Fine bum's rush tribute to Hillary by two Postettes today. Clinton campaign engenders respect:
Hillary Rodham Clinton didn't shatter what she likes to call the nation's "highest glass ceiling." Not quite.

But with her dogged and nearly successful run at a presidential nomination, she put a crack in that ceiling.
With her head.

"History will look back on this as a defining moment for women," said Regina Cowles, owner of Regina Cucina sauces, who describes herself as a card-carrying feminist — but not a Clinton supporter.

Remember the name: Regina Cucina!

While the curtain is about to come down on her run, Clinton has accomplished at least one thing: She has moved the gender debate beyond the tired "Is-America-ready-for-a-woman- president?"

Obama's going to slow the rise of the oceans.

"Hillary Clinton paved the way for the next woman," said Cindy Parmenter, a former journalist and spokeswoman for Roy Romer during his terms as Colorado governor.

Obama's going to cool down the earth.

Reaching for unprecedented political heights, Clinton faced unprecedented pressure.

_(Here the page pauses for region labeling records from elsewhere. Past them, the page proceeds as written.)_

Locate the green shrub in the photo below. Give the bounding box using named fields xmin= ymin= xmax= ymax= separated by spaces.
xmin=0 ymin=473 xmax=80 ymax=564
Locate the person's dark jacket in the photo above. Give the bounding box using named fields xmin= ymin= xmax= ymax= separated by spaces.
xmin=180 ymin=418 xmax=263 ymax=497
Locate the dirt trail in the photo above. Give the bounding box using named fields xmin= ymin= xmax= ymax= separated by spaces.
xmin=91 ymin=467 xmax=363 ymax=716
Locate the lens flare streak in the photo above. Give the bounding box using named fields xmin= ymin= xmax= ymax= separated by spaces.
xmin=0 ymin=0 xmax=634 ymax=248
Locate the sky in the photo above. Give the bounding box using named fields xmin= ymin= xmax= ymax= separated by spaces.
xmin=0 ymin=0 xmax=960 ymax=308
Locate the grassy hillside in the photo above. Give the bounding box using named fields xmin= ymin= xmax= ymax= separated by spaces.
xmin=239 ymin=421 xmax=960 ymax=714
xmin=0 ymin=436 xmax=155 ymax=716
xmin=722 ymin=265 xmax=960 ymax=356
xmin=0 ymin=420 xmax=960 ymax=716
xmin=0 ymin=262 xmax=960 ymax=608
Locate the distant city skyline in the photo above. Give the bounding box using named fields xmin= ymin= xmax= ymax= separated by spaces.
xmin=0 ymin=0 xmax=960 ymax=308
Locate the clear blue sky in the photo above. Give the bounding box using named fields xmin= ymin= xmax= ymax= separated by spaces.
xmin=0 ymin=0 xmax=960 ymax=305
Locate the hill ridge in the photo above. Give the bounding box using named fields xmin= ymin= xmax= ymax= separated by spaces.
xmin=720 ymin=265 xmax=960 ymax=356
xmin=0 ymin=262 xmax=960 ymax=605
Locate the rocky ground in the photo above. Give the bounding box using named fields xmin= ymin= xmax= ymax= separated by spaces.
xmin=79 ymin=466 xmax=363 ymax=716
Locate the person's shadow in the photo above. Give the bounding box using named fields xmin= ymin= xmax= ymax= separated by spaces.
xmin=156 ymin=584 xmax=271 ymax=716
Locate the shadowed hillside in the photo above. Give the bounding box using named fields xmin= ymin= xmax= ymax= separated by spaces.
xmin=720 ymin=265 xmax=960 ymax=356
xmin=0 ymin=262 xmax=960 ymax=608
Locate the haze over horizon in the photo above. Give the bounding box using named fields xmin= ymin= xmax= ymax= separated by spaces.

Had she fallen on her face, or her campaign been a dismal failure, it could have set back the hopes of every double-X-chromosomed political aspirant for untold election cycles to come.

Instead, supporters and nonsupporters alike say she did just the opposite.

"I just think she blazed yet another trail," said Lucille Echohawk, a community activist and Clinton supporter.

Maybe she should go into construction, all the trail-blazing and road-paving she's done. Colorado ex-governor's wife Dottie Lamm sneaks in a little spin and a little smear:
When a heckler yelled at Clinton: "Iron my shirts," Lamm said, "that went by the wayside. Suppose someone said to Obama, 'Shine my shoes.' Racism was neither expressed [whaaaaa?] nor permitted, although we don't know what's coming in the future."
No, we don't. Hill as we'll cherish her:
As Clinton crisscrossed the country, downing boilermakers, tearing up, promising health care for Americans and big trouble for Iranians if they don't shape up — and never once ironing anyone's shirts — she, indeed, prompted every imaginable reaction.

And not just among women.

As he shepherded members of a church youth group in a downtown park Tuesday, Dante Tinner, 24, reflected on how Clinton's campaign changed his idea of what is possible.

"I never thought I'd see a woman run for president. It made me think anyone can do anything."
Perhaps not a thought one wants to encourage in the shepherd of a church youth group.